Mais la langouste et le homard abondaient et ces dangers ne pas repoussaient pas les pêcheurs.
la pêche
La période de pêche commençait aux beaux jours, elle s'étendait de mai à septembre ou octobre. Les départs et les arrivées était régulés par les marées car on ne pêchait pas pendant les périodes de vives eaux qui ont lieu toutes le deux semaines. Les sloops langoustiers quittaient Camaret après les forts coefficients pour arriver sur les lieux de pêche par marée moyenne. Les voyages pouvaient durer 4 ou 5 semaines, le temps de deux "mortes-eaux", parfois plus en fonction la pêche et des conditions climatiques.
Selon le témoignage de Mr Aflalo, expert britanique des pêches qui visita le Vautour (C1072) en 1903, tous les deux jours un bateau rentrait à Camaret pour ramener la pêche de la flottille.

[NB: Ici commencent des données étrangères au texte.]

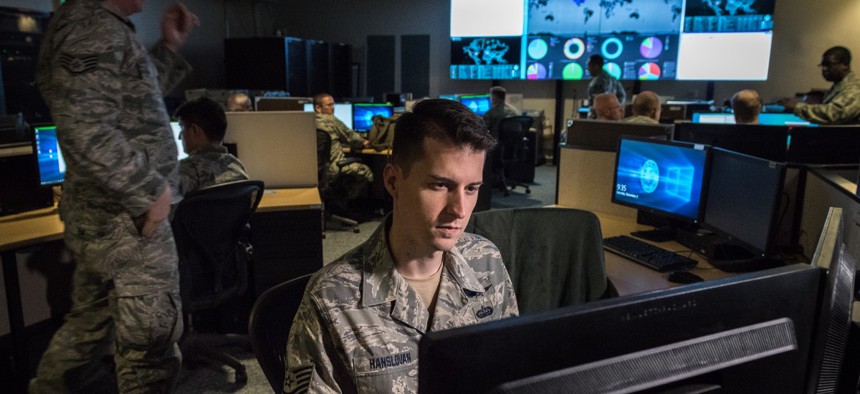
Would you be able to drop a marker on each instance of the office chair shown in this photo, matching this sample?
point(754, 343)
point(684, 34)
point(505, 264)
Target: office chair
point(270, 324)
point(554, 256)
point(512, 149)
point(210, 227)
point(327, 187)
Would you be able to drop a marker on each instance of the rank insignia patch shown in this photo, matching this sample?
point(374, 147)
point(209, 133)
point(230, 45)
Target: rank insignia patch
point(78, 64)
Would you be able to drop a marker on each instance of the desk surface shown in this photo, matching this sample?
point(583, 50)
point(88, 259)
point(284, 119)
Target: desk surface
point(44, 225)
point(630, 277)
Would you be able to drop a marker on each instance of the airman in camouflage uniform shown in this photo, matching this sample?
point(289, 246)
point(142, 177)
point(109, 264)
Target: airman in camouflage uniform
point(105, 95)
point(204, 125)
point(841, 104)
point(354, 177)
point(358, 326)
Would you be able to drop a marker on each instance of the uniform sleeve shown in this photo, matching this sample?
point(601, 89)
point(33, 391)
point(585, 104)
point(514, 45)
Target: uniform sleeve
point(311, 356)
point(843, 109)
point(172, 68)
point(85, 96)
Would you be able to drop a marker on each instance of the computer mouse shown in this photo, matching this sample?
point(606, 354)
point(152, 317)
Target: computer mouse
point(684, 277)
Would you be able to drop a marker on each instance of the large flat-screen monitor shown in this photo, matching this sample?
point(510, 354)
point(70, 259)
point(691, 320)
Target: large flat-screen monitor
point(52, 167)
point(765, 118)
point(639, 39)
point(363, 114)
point(661, 177)
point(767, 142)
point(478, 103)
point(603, 135)
point(743, 199)
point(342, 111)
point(751, 333)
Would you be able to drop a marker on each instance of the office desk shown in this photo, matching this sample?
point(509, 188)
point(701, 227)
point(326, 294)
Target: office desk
point(630, 277)
point(293, 216)
point(17, 232)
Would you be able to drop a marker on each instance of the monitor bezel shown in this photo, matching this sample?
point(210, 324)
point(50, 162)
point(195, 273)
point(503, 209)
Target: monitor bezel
point(703, 189)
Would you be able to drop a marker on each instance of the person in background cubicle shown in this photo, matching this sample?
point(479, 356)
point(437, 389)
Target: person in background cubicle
point(607, 107)
point(841, 104)
point(239, 102)
point(602, 82)
point(208, 163)
point(646, 108)
point(354, 177)
point(746, 105)
point(106, 95)
point(358, 326)
point(499, 109)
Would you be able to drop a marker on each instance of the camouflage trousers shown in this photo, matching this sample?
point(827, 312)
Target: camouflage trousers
point(125, 299)
point(349, 181)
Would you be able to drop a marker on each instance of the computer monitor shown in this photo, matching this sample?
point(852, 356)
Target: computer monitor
point(743, 199)
point(767, 142)
point(342, 111)
point(661, 177)
point(478, 103)
point(52, 167)
point(363, 114)
point(176, 128)
point(751, 333)
point(603, 135)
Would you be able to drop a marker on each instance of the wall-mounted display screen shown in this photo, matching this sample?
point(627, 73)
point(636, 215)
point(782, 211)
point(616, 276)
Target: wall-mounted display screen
point(638, 39)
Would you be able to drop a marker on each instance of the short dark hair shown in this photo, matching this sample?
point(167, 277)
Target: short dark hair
point(318, 98)
point(207, 114)
point(840, 54)
point(498, 91)
point(442, 120)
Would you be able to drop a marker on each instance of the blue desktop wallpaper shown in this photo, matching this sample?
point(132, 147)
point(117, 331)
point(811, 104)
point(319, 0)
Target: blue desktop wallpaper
point(660, 176)
point(51, 165)
point(362, 115)
point(479, 104)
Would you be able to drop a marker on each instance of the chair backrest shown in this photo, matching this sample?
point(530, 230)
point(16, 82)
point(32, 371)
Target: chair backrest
point(211, 231)
point(269, 326)
point(512, 137)
point(553, 255)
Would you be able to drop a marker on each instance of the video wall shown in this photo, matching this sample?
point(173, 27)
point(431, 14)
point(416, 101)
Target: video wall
point(638, 39)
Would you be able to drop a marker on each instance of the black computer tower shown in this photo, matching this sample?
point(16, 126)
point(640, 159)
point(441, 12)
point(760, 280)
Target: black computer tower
point(266, 63)
point(340, 69)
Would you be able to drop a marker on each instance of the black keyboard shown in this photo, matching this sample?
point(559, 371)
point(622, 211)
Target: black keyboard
point(646, 254)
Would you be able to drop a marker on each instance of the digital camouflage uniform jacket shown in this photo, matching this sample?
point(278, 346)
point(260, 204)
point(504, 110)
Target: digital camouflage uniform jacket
point(208, 167)
point(359, 323)
point(104, 90)
point(841, 105)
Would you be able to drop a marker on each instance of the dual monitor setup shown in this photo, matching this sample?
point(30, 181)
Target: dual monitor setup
point(695, 187)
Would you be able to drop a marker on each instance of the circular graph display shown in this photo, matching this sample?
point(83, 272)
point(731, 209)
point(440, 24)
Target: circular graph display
point(649, 176)
point(536, 71)
point(537, 49)
point(613, 69)
point(572, 71)
point(574, 48)
point(651, 47)
point(612, 48)
point(649, 72)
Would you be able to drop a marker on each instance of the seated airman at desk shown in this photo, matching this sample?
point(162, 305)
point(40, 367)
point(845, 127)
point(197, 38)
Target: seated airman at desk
point(353, 177)
point(208, 163)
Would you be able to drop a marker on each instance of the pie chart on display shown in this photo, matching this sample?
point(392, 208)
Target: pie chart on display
point(651, 47)
point(649, 72)
point(536, 71)
point(613, 69)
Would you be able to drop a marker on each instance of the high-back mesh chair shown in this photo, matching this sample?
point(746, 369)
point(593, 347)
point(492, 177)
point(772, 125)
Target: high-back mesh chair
point(269, 327)
point(211, 231)
point(553, 255)
point(513, 148)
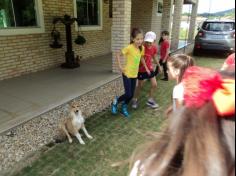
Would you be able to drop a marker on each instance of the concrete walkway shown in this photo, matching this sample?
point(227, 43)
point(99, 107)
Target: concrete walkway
point(28, 96)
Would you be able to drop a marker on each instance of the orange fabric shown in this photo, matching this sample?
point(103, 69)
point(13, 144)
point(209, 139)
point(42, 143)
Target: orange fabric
point(224, 98)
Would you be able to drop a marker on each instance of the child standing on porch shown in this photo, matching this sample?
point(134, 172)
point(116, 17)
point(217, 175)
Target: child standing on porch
point(133, 54)
point(177, 65)
point(148, 72)
point(164, 52)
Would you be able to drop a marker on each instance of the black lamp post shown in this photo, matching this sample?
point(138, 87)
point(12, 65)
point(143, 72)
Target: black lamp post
point(71, 60)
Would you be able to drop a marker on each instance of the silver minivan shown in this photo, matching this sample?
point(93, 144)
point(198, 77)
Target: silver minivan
point(216, 35)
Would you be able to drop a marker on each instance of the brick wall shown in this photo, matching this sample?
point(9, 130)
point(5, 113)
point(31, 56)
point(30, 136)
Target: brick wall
point(23, 54)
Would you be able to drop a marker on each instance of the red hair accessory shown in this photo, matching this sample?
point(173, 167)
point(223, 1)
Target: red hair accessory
point(203, 84)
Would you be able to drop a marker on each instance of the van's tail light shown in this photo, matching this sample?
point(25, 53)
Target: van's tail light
point(201, 34)
point(233, 35)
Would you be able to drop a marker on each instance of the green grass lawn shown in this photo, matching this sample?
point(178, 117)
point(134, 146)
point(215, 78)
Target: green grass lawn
point(115, 138)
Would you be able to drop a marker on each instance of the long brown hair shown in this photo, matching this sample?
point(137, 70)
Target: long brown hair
point(196, 142)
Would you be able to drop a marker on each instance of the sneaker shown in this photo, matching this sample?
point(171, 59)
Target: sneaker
point(114, 106)
point(135, 104)
point(124, 110)
point(152, 103)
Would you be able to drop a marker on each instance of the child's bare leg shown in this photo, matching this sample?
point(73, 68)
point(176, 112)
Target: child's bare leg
point(153, 87)
point(138, 89)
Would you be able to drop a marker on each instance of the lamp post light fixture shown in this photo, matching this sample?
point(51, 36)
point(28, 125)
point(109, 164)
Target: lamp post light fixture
point(71, 60)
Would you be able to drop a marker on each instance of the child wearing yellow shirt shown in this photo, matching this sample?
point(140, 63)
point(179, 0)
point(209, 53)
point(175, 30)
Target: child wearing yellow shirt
point(133, 54)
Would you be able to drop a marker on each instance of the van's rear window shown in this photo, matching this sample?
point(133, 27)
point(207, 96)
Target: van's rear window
point(218, 26)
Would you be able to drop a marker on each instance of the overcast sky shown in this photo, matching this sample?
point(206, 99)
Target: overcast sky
point(213, 6)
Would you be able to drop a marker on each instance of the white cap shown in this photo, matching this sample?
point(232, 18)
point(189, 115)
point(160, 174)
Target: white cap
point(150, 37)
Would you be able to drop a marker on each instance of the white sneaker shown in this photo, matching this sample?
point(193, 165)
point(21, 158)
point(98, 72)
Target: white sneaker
point(134, 103)
point(152, 103)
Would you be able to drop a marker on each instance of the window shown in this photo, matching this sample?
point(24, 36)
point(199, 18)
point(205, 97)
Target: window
point(89, 13)
point(159, 7)
point(21, 17)
point(218, 26)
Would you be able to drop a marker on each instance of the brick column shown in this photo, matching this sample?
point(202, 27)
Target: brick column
point(193, 22)
point(176, 24)
point(167, 15)
point(121, 25)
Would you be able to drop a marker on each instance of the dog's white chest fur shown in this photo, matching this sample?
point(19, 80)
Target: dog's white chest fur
point(78, 120)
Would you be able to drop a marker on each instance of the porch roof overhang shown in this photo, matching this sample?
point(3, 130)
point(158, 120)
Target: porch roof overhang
point(190, 1)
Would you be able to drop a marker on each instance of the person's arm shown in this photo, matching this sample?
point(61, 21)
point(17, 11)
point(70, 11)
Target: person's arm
point(178, 103)
point(155, 58)
point(167, 52)
point(145, 66)
point(118, 58)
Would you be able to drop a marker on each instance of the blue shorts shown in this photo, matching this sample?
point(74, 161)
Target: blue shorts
point(144, 75)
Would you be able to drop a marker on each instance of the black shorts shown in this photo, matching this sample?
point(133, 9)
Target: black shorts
point(144, 75)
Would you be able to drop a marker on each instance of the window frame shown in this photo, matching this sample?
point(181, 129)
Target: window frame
point(40, 28)
point(157, 13)
point(91, 27)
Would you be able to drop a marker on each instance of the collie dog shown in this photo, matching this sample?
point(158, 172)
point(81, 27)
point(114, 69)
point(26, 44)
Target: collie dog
point(72, 124)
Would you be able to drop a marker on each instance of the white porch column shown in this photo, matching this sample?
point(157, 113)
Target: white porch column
point(120, 28)
point(167, 15)
point(176, 24)
point(193, 22)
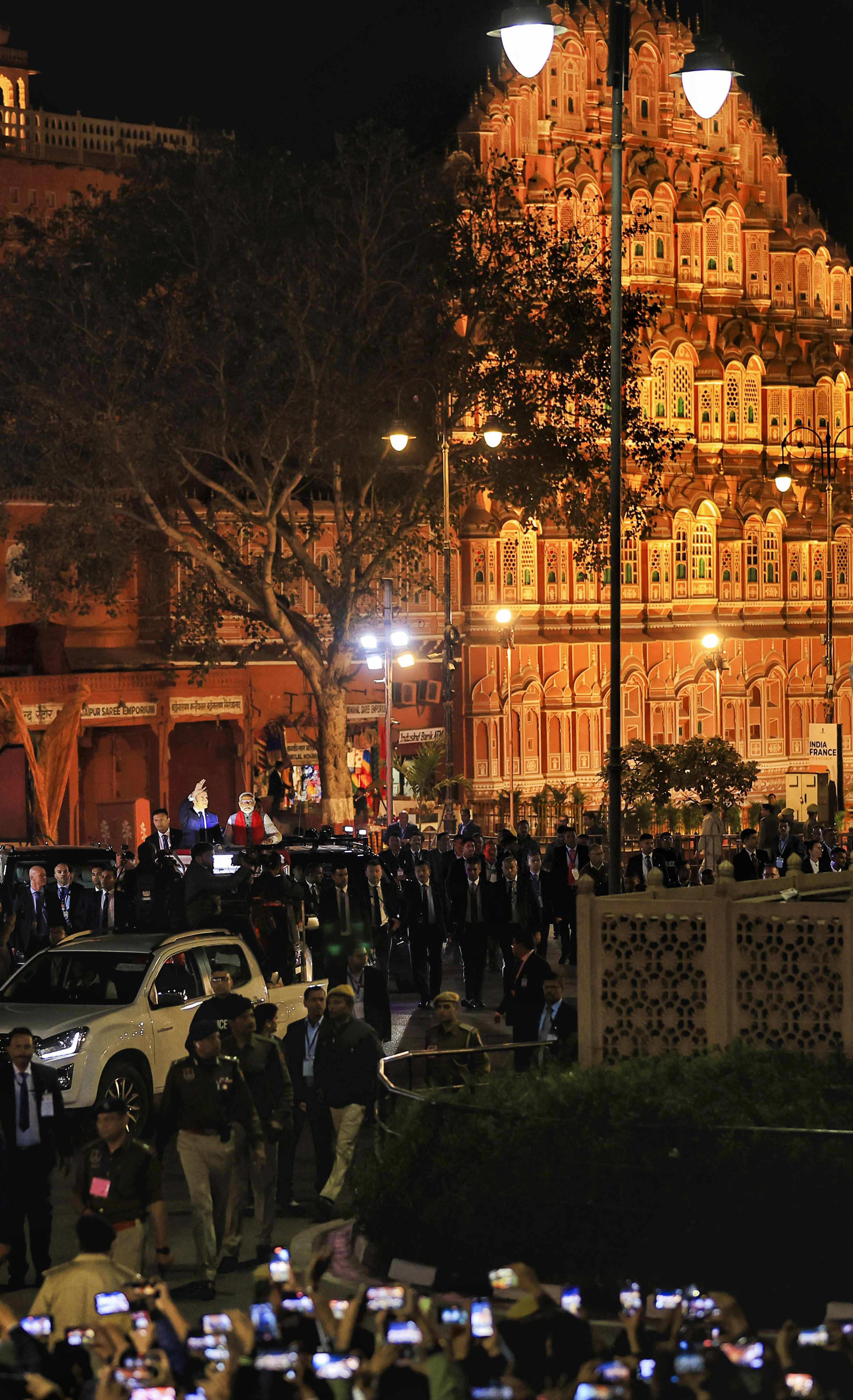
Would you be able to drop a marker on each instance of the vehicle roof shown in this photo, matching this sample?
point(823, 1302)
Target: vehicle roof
point(139, 943)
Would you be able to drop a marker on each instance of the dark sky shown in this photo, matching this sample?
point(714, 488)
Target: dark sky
point(293, 75)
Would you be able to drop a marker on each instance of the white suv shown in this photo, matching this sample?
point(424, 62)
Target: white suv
point(111, 1012)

Quand le temps se gâtait ou pendant les fortes marées, les bateaux pouvaient se réfugier dans les ports les plus proches, à Ste Mary des Scilly, à St Ives, Penzance, Newlyn... Toute la flotille langoustière se retrouvait au mouillage dans ces ports, favorisant le commerce et apportant une certaine animation des lieux.
Les réactions des pêcheurs locaux
En 1902 les pêcheurs locaux qui virent arriver de nombreux bateaux bretons, d'abord de Camaret, du Conquet, puis de Loguivy en 1903, s'inquiètèrent de cette concurrence. Les fonds riches en crustacés allaient être pillés par des concurrents venus de l'autre côté de la Manche.
La limite de pêche était de 3 milles marins (5.5 km) et la vedette des gardes pêche veillait au respect du règlement.
La zone des "Seven Stones", où Douguet commença sa prospection, posa problème au début puis il fut reconnu que ce n'était pas une terre mais seulement des roches à fleur d'eau qui étaient en dehors de la limite des eaux anglaises.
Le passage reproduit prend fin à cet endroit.